Au départ étaient le B2B et le B2C. B2B pour « Business to business » (les entreprises font du business entre elles) et B2C pour « Business to consumer » (l’entreprise qui traite avec des clients lambda comme vous et moi). Ensuite les choses se compliquent.

On a vu apparaitre le B2E pour « business to employee ». Hé oui, cela a mis du temps mais on s’est rendu compte que les relations operationelles (et pas seulement..) de l’entreprise avec ses collaborateurs pouvaient avoir un minimum d’importance. Mieux, le E2E « employee to employee » vient d’arriver sur les têtes de gondole car les intéractions entre collaborateurs, finalement, ça n’est peut être pas anodin que cela.

Tout cela m’a fait penser que l’avenir nous amènerait vers le E2P : l' »employees to people », la facilitation des intéractions entre les collaborateurs et les clients finaux, avec l’extérieur de l’entreprise au sens large. Service client, innovation participative, marketing communautaire…on y va tout droit.

Mais en fait quelque chose me gêne dans toutes ces définitions, qui me montre qu’une barrière intellectuelle n’a pas été franchie. Qu’il reste un dépoussièrage de paradigme à  effectuer. C’est le 2, le « to », qui laisse deviner que dans l’esprit on est toujours dans un modèle d’action unidirectionel. « Moi vers les autres ». Moi j’agis. Et les autres ? Ils reçoivent, écoutent et obéissent.

J’ai bien peur que les choses ne se passent plus comme cela.
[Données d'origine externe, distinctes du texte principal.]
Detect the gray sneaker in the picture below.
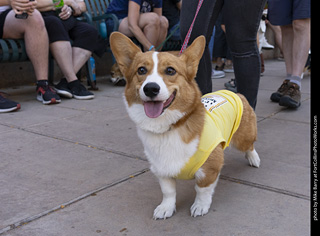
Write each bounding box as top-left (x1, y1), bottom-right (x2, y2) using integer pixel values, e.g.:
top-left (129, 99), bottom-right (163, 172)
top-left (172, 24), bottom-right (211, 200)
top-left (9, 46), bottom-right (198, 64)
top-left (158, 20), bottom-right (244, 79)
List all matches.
top-left (279, 82), bottom-right (301, 108)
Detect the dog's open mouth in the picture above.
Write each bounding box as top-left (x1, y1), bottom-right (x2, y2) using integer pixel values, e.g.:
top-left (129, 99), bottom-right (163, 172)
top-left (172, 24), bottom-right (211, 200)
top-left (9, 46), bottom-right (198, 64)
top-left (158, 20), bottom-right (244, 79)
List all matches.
top-left (143, 91), bottom-right (176, 118)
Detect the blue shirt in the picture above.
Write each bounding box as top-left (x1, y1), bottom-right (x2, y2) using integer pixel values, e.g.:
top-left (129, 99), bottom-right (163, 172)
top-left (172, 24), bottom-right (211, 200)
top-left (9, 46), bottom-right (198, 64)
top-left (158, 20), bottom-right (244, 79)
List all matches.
top-left (106, 0), bottom-right (162, 20)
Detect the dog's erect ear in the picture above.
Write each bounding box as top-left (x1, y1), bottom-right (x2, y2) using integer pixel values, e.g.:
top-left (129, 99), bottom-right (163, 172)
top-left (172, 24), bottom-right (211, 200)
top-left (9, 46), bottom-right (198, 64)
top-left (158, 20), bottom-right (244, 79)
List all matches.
top-left (110, 32), bottom-right (141, 75)
top-left (181, 36), bottom-right (206, 79)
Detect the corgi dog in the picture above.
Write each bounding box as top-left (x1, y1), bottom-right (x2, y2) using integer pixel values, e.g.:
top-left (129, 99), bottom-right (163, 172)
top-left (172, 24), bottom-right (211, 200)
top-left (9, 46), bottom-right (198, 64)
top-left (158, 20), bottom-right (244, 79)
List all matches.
top-left (110, 32), bottom-right (260, 219)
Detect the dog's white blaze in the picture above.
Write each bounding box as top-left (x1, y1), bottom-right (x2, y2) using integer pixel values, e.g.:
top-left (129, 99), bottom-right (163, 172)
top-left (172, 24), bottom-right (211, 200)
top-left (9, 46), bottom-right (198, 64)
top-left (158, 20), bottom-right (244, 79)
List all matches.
top-left (139, 52), bottom-right (170, 101)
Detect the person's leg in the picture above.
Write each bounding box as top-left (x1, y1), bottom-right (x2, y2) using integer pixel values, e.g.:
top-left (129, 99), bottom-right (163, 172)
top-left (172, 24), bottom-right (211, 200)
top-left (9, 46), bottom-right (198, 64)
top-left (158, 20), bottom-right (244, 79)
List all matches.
top-left (44, 16), bottom-right (94, 99)
top-left (119, 12), bottom-right (168, 51)
top-left (50, 41), bottom-right (78, 83)
top-left (280, 24), bottom-right (293, 75)
top-left (180, 0), bottom-right (223, 94)
top-left (155, 16), bottom-right (169, 51)
top-left (224, 0), bottom-right (266, 108)
top-left (291, 18), bottom-right (310, 77)
top-left (3, 10), bottom-right (61, 104)
top-left (3, 11), bottom-right (49, 80)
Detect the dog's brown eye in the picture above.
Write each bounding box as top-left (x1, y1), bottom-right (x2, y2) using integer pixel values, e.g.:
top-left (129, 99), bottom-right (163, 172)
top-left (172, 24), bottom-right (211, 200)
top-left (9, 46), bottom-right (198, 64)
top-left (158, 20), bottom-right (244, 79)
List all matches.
top-left (165, 67), bottom-right (176, 76)
top-left (138, 66), bottom-right (147, 75)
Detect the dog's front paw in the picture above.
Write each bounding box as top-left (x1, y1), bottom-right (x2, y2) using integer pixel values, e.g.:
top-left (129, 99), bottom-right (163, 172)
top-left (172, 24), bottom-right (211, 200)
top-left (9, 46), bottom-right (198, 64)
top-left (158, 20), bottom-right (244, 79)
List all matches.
top-left (153, 203), bottom-right (176, 220)
top-left (190, 201), bottom-right (210, 217)
top-left (246, 149), bottom-right (260, 168)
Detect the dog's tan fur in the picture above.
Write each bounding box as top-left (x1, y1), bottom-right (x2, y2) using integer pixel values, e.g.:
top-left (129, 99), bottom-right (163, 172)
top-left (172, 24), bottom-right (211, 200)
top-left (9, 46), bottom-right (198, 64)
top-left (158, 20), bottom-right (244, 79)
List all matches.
top-left (111, 33), bottom-right (260, 219)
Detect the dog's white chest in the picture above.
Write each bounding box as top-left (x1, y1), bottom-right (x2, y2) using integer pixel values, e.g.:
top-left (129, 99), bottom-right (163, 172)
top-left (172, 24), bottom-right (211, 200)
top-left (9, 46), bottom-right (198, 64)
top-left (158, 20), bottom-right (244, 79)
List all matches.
top-left (138, 128), bottom-right (199, 177)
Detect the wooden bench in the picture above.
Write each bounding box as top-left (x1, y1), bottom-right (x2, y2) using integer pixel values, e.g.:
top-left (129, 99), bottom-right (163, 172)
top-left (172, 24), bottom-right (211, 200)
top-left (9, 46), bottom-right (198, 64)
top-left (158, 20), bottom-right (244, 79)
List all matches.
top-left (0, 39), bottom-right (54, 84)
top-left (84, 0), bottom-right (181, 51)
top-left (0, 21), bottom-right (97, 90)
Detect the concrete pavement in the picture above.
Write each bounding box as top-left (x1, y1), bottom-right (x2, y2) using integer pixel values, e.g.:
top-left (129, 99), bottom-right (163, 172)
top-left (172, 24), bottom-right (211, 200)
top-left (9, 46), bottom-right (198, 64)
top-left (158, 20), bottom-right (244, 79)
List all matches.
top-left (0, 60), bottom-right (311, 236)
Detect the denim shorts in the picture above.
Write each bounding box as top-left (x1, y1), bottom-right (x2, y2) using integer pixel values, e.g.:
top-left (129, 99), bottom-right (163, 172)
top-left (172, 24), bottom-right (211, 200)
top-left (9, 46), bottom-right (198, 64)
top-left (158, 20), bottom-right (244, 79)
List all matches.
top-left (268, 0), bottom-right (310, 25)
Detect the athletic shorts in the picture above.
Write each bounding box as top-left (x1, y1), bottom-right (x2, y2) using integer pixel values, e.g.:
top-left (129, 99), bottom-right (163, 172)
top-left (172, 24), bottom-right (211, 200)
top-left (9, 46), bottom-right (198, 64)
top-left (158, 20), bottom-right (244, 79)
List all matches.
top-left (268, 0), bottom-right (311, 25)
top-left (0, 9), bottom-right (11, 39)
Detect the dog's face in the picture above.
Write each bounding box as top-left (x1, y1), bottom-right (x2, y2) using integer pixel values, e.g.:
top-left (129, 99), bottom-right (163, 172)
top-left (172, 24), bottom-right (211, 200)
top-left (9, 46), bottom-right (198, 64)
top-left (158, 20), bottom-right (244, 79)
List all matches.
top-left (110, 32), bottom-right (205, 133)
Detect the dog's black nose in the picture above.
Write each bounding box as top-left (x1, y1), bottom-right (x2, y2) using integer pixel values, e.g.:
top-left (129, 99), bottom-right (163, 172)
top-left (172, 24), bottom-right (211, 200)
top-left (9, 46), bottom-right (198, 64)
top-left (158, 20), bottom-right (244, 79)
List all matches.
top-left (143, 82), bottom-right (160, 98)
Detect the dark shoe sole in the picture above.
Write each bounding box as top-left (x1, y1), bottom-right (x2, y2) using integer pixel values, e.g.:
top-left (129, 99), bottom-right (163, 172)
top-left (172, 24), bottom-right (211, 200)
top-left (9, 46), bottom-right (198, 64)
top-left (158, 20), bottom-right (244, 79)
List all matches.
top-left (270, 92), bottom-right (282, 102)
top-left (279, 96), bottom-right (301, 108)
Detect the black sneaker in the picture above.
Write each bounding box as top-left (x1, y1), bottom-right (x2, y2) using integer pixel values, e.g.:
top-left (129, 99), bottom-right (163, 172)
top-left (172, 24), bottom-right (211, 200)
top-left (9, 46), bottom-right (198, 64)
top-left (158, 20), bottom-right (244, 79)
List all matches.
top-left (0, 93), bottom-right (21, 113)
top-left (224, 79), bottom-right (237, 93)
top-left (68, 80), bottom-right (94, 100)
top-left (54, 78), bottom-right (72, 98)
top-left (279, 82), bottom-right (301, 108)
top-left (270, 79), bottom-right (289, 102)
top-left (36, 80), bottom-right (61, 105)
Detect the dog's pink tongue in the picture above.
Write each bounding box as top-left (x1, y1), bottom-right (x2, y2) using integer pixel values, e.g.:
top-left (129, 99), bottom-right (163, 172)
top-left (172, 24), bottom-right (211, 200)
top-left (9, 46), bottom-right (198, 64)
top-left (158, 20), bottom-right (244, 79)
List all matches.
top-left (144, 101), bottom-right (163, 118)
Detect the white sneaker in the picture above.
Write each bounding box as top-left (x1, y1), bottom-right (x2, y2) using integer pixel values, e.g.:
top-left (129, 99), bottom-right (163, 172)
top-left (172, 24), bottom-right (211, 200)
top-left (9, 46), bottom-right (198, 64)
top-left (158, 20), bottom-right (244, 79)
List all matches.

Et si on remplaçait, parce que c’est qu’on veut faire, en définitive, le « to » par un « with ». Avec. Parce qu’on arrivera jamais à  des synergies gagnantes si le fil de la pensée est de diriger les autres alors que l’objectif de départ était pourtant de réaliser des choses avec eux. Bref, on ne fera pas de gagnant-gagnant si le postulat de départ, même inconscient, est qu’il y a un dominant et un dominé.

« Business With Business », « Employee With Employee », « Employees With People » (EWP). Je suis sur que si on préparait l’élaboration d’un plan en se demandant non plus « ce qu’on doit arriver à  leur faire faire pour arriver à  nos fins » mais  » comment faire en sorte qu’on fasse quelque chose avec eux » on arriverait à  des pratiques différentes.

Comme quoi l’impact des mots et de leur sens a, même inconsciemment, un impact certain sur la manière dont on met nos idées en pratique.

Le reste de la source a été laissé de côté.